O Supremo Tribunal Federal determinou que tribunais de Justiça do Distrito Federal, Goiás, Maranhão, Paraná, Rio de Janeiro, Rio Grande do Norte e Rondônia identifiquem os juízes que receberam valores acima do permitido e exijam a devolução das quantias excedentes. Cada presidente de tribunal terá 72 horas para fazer a identificação e, em sequência, cinco dias para encaminhar ao STF a documentação que comprove a suspensão dos pagamentos irregulares.

Segundo decisão da corte, o limite de pagamento para os benefícios é de 35% sobre o subsídio, o equivalente a R$ 46,4 mil, e a devolução deve atingir todos os valores que excederem esse percentual. Em março, o STF já havia barrado alguns repasses e permitido outros, condicionados ao respeito ao teto estabelecido. A corte determinou: “Após a identificação, determinem a imediata devolução dos valores recebidos que excederam o percentual de 70% dos respectivos subsídios, ou seja, com o respeito aos limites de 35% de cada categoria”.
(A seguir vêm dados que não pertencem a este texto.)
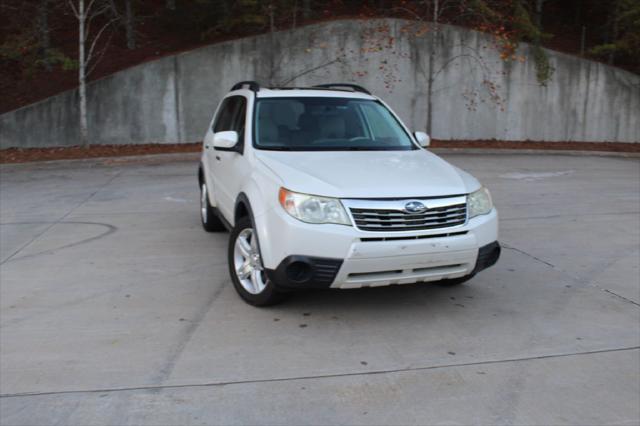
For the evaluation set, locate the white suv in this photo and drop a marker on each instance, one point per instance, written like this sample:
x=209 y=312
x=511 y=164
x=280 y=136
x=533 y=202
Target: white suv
x=324 y=187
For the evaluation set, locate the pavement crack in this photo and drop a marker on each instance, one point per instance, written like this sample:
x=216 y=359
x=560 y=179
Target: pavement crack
x=173 y=357
x=54 y=223
x=529 y=255
x=321 y=376
x=621 y=297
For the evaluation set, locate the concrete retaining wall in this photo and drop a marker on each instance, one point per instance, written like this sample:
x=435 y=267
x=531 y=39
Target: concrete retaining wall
x=172 y=99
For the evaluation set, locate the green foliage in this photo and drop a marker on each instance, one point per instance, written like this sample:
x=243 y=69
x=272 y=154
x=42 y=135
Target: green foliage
x=512 y=22
x=625 y=18
x=544 y=69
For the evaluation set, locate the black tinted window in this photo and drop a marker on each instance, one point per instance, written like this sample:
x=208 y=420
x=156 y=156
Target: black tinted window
x=327 y=123
x=232 y=115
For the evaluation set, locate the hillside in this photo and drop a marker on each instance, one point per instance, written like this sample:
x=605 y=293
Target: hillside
x=160 y=30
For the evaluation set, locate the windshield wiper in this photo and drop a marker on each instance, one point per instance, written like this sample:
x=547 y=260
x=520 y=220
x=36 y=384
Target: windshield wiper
x=276 y=148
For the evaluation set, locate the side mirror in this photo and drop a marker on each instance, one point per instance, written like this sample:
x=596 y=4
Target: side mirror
x=422 y=138
x=225 y=140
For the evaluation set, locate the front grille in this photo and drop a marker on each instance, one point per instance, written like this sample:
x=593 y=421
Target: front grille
x=384 y=220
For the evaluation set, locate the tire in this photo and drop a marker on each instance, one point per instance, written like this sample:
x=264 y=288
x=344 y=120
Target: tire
x=244 y=259
x=210 y=220
x=455 y=281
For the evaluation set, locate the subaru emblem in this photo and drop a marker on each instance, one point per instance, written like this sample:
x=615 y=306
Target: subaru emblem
x=414 y=207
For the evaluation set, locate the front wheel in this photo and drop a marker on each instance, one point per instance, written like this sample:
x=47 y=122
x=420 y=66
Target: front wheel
x=246 y=269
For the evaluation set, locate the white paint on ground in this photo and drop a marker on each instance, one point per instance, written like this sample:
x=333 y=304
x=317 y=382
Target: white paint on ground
x=533 y=176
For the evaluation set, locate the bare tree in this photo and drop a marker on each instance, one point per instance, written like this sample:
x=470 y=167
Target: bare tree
x=88 y=58
x=44 y=35
x=129 y=24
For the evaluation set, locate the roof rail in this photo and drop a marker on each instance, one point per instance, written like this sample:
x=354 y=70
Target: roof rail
x=354 y=87
x=253 y=85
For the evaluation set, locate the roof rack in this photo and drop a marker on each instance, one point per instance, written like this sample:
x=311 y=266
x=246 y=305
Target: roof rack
x=253 y=85
x=354 y=87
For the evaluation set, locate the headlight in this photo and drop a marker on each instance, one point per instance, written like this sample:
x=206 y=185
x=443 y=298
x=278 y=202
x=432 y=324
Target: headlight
x=479 y=202
x=312 y=208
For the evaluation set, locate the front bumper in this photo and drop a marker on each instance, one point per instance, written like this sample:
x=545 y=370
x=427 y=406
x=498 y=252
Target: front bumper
x=339 y=256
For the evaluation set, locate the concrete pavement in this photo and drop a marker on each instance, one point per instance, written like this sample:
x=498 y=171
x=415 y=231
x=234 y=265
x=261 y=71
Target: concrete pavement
x=116 y=308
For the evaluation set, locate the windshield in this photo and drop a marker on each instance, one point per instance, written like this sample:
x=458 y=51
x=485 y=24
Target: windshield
x=327 y=124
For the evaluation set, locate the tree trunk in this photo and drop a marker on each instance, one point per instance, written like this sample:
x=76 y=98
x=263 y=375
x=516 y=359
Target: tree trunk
x=84 y=127
x=614 y=31
x=538 y=17
x=129 y=22
x=43 y=33
x=295 y=14
x=272 y=34
x=432 y=58
x=306 y=9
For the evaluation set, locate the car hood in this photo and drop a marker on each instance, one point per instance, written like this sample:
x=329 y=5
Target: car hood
x=368 y=174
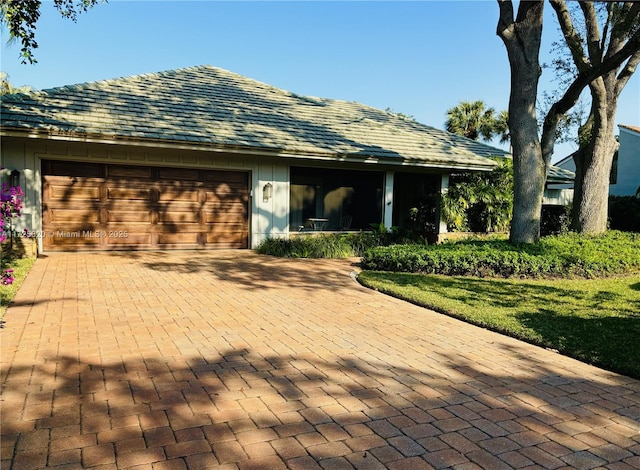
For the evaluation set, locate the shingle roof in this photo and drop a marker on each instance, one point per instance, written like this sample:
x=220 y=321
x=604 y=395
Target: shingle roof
x=209 y=106
x=631 y=128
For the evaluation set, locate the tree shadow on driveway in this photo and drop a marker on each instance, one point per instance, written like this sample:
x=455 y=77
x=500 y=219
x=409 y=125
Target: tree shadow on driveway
x=243 y=408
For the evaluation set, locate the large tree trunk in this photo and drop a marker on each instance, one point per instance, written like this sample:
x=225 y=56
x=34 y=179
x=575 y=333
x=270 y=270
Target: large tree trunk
x=522 y=40
x=593 y=162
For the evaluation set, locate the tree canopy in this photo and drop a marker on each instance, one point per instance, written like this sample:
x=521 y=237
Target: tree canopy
x=21 y=16
x=602 y=55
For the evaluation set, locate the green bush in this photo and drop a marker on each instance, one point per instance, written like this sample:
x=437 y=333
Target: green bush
x=568 y=255
x=337 y=245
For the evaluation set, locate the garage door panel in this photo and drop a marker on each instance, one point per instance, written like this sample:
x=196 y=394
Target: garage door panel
x=173 y=174
x=179 y=194
x=224 y=192
x=240 y=180
x=181 y=238
x=132 y=193
x=73 y=216
x=140 y=240
x=73 y=239
x=227 y=239
x=178 y=218
x=115 y=216
x=80 y=190
x=128 y=172
x=226 y=218
x=143 y=208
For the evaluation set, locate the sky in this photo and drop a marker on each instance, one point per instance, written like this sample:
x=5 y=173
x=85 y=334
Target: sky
x=419 y=58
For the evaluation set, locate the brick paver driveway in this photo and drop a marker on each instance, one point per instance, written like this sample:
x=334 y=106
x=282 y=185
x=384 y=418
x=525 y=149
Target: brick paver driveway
x=232 y=360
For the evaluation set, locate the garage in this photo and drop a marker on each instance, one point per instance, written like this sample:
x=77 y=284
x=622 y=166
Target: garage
x=96 y=206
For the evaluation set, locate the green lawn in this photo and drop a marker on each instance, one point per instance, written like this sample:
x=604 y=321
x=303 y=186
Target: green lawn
x=594 y=320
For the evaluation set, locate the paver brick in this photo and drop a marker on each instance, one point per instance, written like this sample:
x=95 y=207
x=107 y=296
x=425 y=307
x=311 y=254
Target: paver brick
x=245 y=363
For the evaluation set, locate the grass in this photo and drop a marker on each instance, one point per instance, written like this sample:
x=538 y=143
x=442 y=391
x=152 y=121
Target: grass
x=21 y=267
x=594 y=320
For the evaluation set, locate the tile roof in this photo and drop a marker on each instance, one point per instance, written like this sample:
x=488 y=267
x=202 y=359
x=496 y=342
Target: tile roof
x=209 y=106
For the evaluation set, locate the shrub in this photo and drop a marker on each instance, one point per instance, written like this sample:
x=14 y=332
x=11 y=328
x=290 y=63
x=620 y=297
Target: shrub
x=342 y=245
x=568 y=255
x=480 y=202
x=554 y=220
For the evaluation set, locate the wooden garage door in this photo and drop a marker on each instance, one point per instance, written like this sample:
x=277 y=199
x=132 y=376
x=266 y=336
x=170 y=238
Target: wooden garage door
x=105 y=207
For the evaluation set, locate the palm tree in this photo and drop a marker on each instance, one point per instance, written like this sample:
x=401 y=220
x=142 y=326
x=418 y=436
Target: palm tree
x=7 y=88
x=473 y=120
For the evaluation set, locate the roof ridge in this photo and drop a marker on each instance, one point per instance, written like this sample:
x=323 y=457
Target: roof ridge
x=134 y=77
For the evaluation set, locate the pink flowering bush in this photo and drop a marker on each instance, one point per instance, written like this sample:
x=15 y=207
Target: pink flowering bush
x=10 y=206
x=7 y=276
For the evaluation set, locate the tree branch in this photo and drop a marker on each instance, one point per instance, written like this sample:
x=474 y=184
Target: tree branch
x=572 y=94
x=505 y=20
x=626 y=73
x=574 y=42
x=593 y=32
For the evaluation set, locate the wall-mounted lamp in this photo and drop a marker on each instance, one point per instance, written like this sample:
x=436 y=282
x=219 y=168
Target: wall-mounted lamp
x=267 y=191
x=14 y=178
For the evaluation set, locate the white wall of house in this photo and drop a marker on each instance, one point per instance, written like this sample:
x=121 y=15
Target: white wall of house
x=627 y=179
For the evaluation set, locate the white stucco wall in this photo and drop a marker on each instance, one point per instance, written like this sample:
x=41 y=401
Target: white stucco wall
x=628 y=177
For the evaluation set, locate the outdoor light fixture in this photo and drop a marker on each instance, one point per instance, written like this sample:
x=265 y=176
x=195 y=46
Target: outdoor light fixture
x=266 y=192
x=15 y=178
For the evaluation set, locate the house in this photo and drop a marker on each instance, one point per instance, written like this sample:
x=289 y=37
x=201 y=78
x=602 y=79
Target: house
x=625 y=171
x=624 y=179
x=204 y=158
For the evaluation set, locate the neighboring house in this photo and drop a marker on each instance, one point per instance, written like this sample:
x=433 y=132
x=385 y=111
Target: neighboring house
x=205 y=158
x=625 y=169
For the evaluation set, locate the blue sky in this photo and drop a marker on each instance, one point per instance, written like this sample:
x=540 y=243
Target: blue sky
x=419 y=58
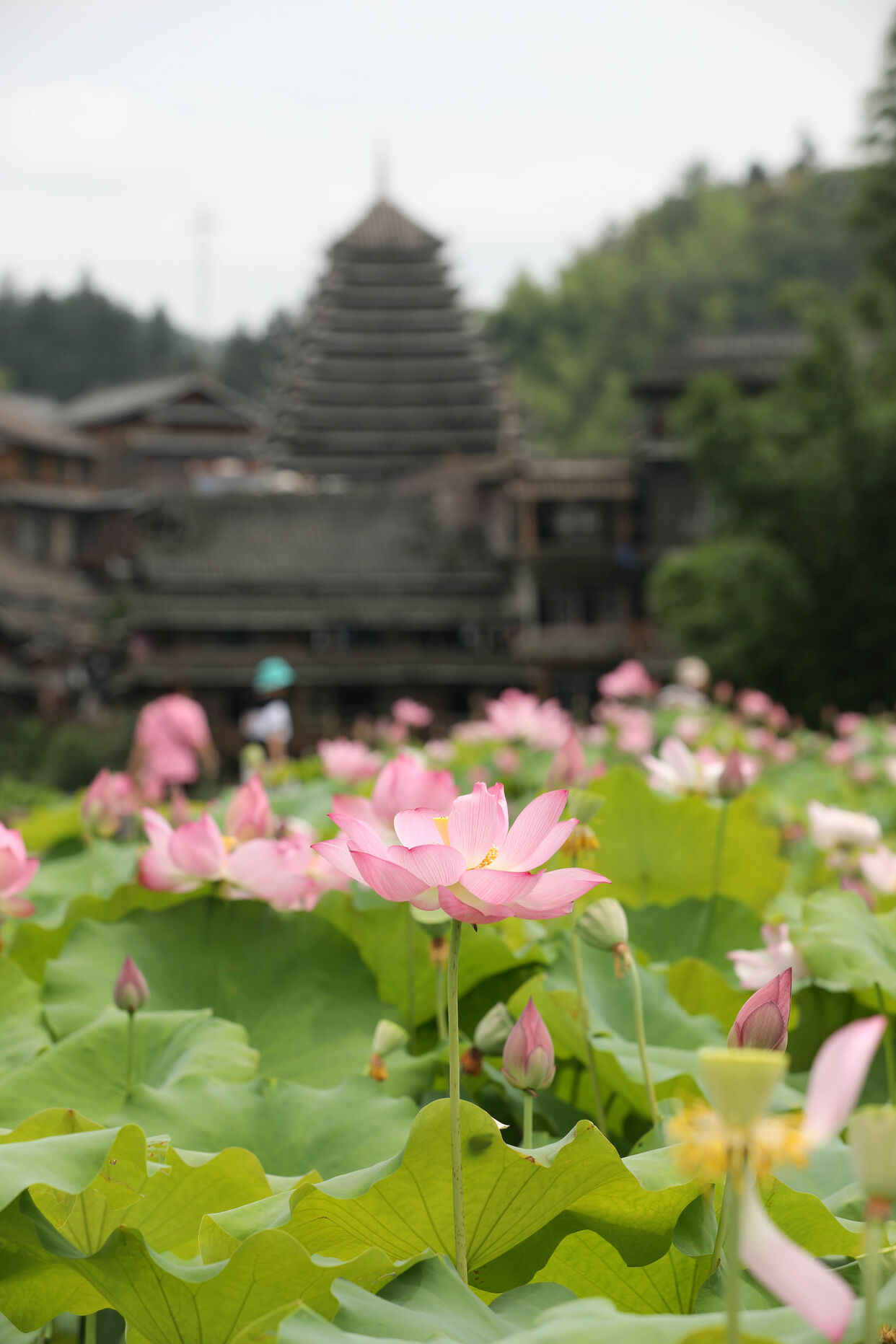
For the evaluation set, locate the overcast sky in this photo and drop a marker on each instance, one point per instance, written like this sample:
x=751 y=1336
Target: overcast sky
x=517 y=129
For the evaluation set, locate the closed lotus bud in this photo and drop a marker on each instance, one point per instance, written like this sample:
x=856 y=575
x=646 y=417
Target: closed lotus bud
x=604 y=925
x=872 y=1138
x=131 y=991
x=762 y=1022
x=732 y=780
x=739 y=1082
x=528 y=1053
x=493 y=1029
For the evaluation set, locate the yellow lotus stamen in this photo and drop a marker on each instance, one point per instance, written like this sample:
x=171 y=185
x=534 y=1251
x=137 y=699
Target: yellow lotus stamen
x=491 y=856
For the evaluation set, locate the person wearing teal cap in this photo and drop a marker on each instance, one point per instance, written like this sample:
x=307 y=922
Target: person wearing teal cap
x=271 y=724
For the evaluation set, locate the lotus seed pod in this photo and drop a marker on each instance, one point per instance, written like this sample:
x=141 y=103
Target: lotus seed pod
x=872 y=1138
x=739 y=1082
x=493 y=1029
x=131 y=991
x=604 y=925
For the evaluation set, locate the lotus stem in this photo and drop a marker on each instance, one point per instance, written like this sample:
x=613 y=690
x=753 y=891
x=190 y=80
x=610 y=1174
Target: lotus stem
x=871 y=1275
x=637 y=1003
x=411 y=987
x=129 y=1076
x=586 y=1035
x=454 y=1094
x=890 y=1057
x=732 y=1249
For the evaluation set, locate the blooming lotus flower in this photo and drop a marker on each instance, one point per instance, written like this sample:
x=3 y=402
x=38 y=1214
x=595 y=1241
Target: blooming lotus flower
x=755 y=968
x=250 y=814
x=680 y=770
x=631 y=680
x=708 y=1138
x=833 y=827
x=469 y=862
x=528 y=1053
x=348 y=761
x=762 y=1022
x=131 y=990
x=879 y=869
x=107 y=800
x=17 y=871
x=411 y=713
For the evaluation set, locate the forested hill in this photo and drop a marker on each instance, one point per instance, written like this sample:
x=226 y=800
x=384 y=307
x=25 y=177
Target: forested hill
x=710 y=257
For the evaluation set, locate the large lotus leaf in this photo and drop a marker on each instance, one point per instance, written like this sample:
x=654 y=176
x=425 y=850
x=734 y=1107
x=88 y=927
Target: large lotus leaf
x=89 y=1069
x=38 y=940
x=380 y=933
x=847 y=945
x=657 y=851
x=23 y=1031
x=296 y=984
x=168 y=1301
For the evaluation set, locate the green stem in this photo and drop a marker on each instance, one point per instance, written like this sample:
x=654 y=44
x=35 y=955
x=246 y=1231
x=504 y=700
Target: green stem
x=637 y=1003
x=454 y=1093
x=890 y=1057
x=129 y=1077
x=441 y=1022
x=871 y=1272
x=732 y=1247
x=411 y=987
x=527 y=1120
x=586 y=1037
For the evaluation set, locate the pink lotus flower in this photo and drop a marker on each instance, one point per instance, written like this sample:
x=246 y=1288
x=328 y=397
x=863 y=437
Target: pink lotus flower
x=879 y=869
x=528 y=1053
x=778 y=956
x=411 y=713
x=762 y=1022
x=796 y=1277
x=631 y=680
x=131 y=990
x=250 y=814
x=680 y=770
x=469 y=862
x=348 y=761
x=107 y=800
x=17 y=871
x=833 y=827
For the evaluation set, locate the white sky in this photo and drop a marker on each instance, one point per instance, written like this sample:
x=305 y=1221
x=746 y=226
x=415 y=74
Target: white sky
x=515 y=128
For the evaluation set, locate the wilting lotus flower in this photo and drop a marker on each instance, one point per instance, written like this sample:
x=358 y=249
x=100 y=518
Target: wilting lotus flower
x=411 y=713
x=131 y=990
x=250 y=814
x=17 y=871
x=710 y=1138
x=680 y=770
x=762 y=1022
x=469 y=862
x=832 y=827
x=631 y=680
x=755 y=968
x=528 y=1053
x=879 y=869
x=348 y=761
x=107 y=801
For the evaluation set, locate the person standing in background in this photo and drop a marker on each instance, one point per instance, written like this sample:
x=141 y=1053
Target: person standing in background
x=272 y=722
x=172 y=744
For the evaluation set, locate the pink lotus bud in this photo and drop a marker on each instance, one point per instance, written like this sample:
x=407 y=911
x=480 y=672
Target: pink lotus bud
x=131 y=991
x=528 y=1053
x=762 y=1022
x=249 y=814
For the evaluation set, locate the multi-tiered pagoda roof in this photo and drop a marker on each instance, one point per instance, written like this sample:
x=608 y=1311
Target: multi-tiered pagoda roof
x=386 y=375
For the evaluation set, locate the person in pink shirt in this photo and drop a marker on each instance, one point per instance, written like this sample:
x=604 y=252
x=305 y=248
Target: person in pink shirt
x=172 y=742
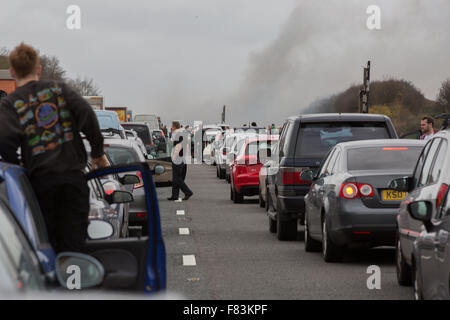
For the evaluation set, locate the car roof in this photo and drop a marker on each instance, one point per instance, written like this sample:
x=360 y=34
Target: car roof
x=315 y=117
x=382 y=143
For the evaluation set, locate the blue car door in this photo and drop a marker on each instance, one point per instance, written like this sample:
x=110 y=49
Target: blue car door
x=136 y=264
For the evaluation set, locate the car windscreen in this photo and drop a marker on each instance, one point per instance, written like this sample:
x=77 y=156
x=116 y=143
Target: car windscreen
x=141 y=130
x=106 y=122
x=119 y=155
x=316 y=139
x=383 y=158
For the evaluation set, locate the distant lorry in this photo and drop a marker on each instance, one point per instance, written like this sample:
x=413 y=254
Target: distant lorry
x=121 y=112
x=151 y=119
x=96 y=102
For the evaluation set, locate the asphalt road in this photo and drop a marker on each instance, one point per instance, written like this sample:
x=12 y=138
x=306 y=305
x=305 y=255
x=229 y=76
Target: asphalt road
x=236 y=257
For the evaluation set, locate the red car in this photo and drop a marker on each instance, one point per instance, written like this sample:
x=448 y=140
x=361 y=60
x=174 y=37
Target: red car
x=246 y=166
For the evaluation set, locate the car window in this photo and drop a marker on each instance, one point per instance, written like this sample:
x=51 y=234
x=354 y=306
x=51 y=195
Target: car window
x=419 y=164
x=335 y=165
x=423 y=180
x=330 y=165
x=383 y=158
x=315 y=139
x=438 y=163
x=121 y=155
x=323 y=168
x=16 y=253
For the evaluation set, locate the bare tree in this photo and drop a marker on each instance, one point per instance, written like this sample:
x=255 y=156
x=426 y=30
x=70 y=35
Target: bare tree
x=443 y=98
x=84 y=87
x=51 y=69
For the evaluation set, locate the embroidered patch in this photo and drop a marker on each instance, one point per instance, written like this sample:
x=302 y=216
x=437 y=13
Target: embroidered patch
x=44 y=95
x=46 y=115
x=34 y=141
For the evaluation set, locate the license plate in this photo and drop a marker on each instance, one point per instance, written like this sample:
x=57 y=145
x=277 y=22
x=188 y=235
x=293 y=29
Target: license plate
x=393 y=195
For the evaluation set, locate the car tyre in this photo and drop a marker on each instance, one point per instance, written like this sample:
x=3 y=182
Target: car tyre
x=262 y=203
x=330 y=251
x=417 y=283
x=404 y=274
x=311 y=245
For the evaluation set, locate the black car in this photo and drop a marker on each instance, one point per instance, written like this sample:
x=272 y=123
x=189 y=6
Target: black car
x=304 y=142
x=422 y=248
x=350 y=204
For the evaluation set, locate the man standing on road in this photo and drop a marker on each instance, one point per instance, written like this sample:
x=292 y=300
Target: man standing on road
x=427 y=128
x=179 y=167
x=43 y=119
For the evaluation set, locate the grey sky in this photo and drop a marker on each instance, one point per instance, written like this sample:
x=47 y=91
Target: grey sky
x=265 y=59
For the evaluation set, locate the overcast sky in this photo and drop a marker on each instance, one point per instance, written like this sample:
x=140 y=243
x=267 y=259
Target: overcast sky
x=264 y=59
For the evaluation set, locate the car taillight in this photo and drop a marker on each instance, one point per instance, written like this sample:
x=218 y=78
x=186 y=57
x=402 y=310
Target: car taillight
x=441 y=195
x=366 y=190
x=349 y=191
x=292 y=176
x=109 y=188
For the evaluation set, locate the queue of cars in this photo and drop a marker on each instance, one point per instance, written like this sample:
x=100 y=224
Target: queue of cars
x=353 y=183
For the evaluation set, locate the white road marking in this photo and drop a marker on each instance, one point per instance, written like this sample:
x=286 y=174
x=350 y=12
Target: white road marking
x=189 y=260
x=184 y=231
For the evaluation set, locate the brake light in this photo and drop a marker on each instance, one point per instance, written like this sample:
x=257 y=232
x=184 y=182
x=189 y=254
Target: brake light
x=349 y=191
x=366 y=190
x=292 y=176
x=441 y=195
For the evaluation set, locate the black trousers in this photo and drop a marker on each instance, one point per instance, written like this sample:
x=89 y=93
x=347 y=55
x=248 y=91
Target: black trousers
x=178 y=175
x=64 y=202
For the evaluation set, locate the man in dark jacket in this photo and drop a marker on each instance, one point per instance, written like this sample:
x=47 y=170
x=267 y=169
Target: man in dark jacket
x=44 y=119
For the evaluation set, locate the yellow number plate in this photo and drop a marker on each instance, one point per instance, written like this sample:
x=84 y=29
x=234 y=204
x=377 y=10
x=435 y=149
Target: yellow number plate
x=393 y=195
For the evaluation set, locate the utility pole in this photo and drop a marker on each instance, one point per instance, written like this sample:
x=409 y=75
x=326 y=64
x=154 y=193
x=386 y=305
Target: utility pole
x=364 y=91
x=223 y=114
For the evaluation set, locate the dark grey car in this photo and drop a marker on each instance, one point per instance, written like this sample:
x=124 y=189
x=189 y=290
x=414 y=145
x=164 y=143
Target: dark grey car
x=304 y=142
x=422 y=249
x=349 y=203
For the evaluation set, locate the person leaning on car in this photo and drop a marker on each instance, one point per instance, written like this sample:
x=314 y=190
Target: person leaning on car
x=43 y=119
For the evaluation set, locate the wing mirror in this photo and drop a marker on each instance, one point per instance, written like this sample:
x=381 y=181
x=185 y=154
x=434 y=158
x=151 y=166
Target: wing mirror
x=78 y=271
x=100 y=230
x=401 y=184
x=422 y=211
x=119 y=197
x=129 y=179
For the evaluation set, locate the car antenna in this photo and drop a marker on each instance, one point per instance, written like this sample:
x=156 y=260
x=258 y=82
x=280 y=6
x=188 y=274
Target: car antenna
x=446 y=122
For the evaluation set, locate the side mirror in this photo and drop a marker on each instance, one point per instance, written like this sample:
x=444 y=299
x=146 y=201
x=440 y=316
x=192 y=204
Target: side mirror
x=100 y=230
x=119 y=197
x=129 y=179
x=421 y=210
x=78 y=271
x=400 y=184
x=159 y=169
x=307 y=175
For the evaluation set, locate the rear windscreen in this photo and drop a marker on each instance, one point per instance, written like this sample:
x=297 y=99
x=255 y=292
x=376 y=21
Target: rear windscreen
x=141 y=130
x=383 y=158
x=316 y=139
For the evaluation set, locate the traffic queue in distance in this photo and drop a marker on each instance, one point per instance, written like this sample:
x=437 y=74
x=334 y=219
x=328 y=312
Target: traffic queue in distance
x=352 y=183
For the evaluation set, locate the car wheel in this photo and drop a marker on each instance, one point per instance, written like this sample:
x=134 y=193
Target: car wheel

Os ministros também destacaram as regras para o pagamento da chamada parcela de valorização por tempo de antiguidade na carreira, a PVTAC. Conforme decisão, o benefício só poderá ser concedido se o tempo de serviço dos juízes for comprovado formalmente e não poderá ultrapassar o limite de 35%.

Foi identificada a concessão de penduricalhos não autorizados pelo STF, entre eles auxílio assistência pré-escolar, licença compensatória, licença compensatória de difícil acesso, turma recursal, diferenças de gratificação de diretor de fórum, gratificação de mesa diretora, auxílio mudança, auxílio adoção, adicional de 20% no final da carreira, gratificação indenizatória por função administrativa e gratificações por acúmulo de distribuição ou acúmulo distrital.